4 - RM, entraste em confusão das brabas! rsrsrs De educação em casa sei apenas que a gente procura não copiar os erros dos pais, mas inventa uns erros novos, a capacidade humana de errar é impressionante! rsrs
E de educação na escola sei apenas que as crianças podem ser muito felizes no jardim, gostar da primeira metade do ciclo fundamental, mas vão ficando infelizes na segunda metade e chegam a cair em depressão por causa do ensino médio... Só recuperam alguma alegria na universidade. Vou lá dar pitaco, claro, aguardo os posts.


5 - Leitora! Ainda bem que és assídua! Vai chegando dezembro e vamos ficando nostálgicos, né? rsrsrs
Sabe o que faço aqui em casa na noite do dia 24, há mais de 20 anos? Faço o "Natal dos Desgarrados", junto parentes e amigos que não têm ceia marcada, ou família longe, o que for. Sem troca de presentes ou coisa parecida, nos reunimos para um jantar com frutos do mar ou experiências culinárias, vale qualquer coisa que seja genial que não lembre peru! rsrsrs Experimente!

Beijos a todos!!

Marcos Rocha disse...

Oi, LG:

Tô chegando atrasado, porque estava viajando pra sua/nossa terrinha que vai muito bem, obrigado!

Também gostei do post, embora nunca tenha visto "Os Waltons". Mas participo de uma família numerosa que, com o tempo, está diminuindo de tamanho.

E já fiz parte de uma família paulista de origem italiana, em tudo semelhante à que você descreveu.

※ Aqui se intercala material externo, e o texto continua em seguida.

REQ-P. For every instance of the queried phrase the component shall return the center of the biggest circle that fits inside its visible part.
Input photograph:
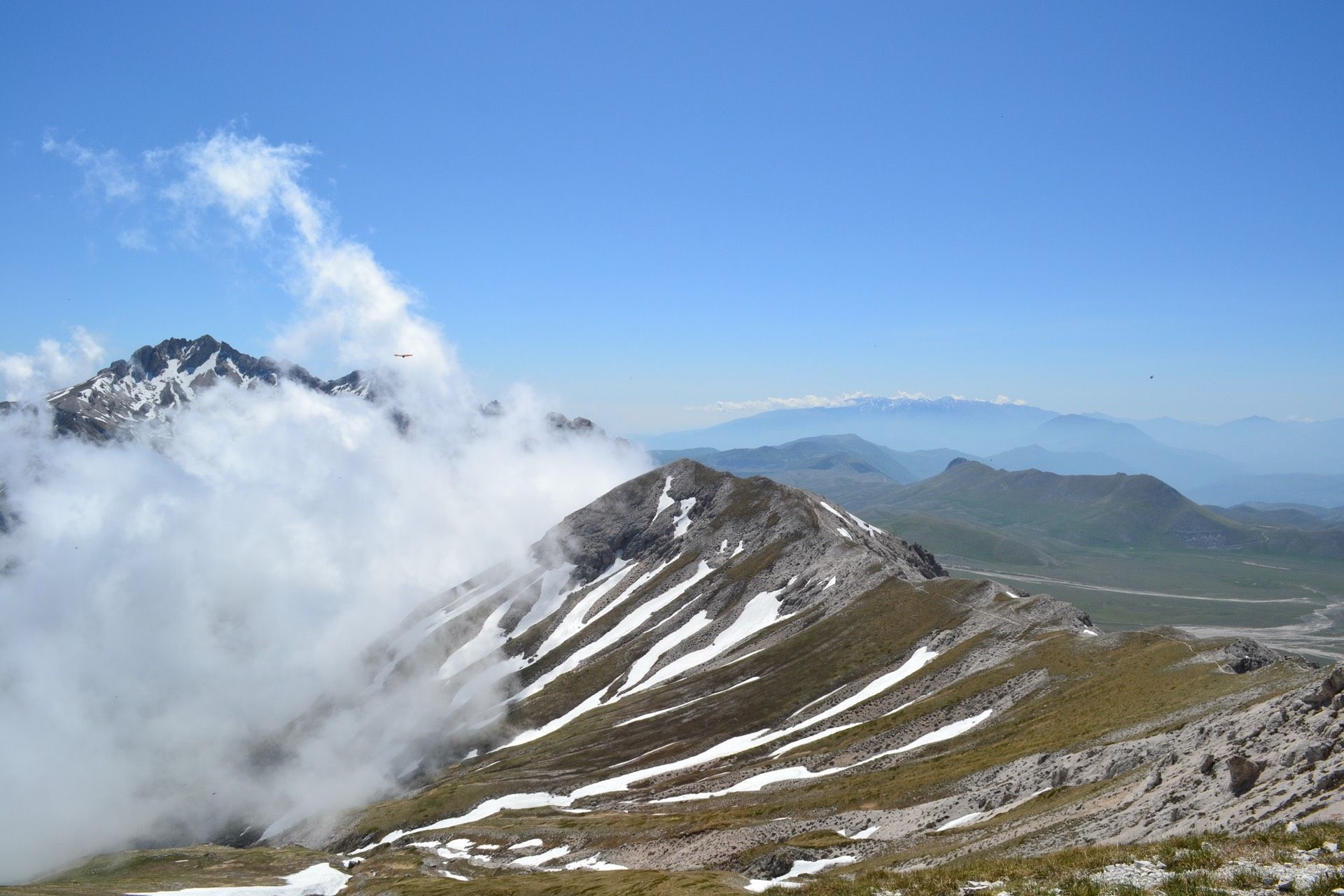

Acho que o conceito de família ideal é exatamente esse: agrupamento de pessoas que tenham laços de sangue (ou não), mas com muito afeto e muita solidariedade uns para com os outros, apoio mútuo nos bons e maus momentos sem exigir nada em troca, enfim, laços fortes de amizade e de fraternidade.

Infelizmente, como seu post constata, está cada vez mais difícil encontrar famílias com essas características.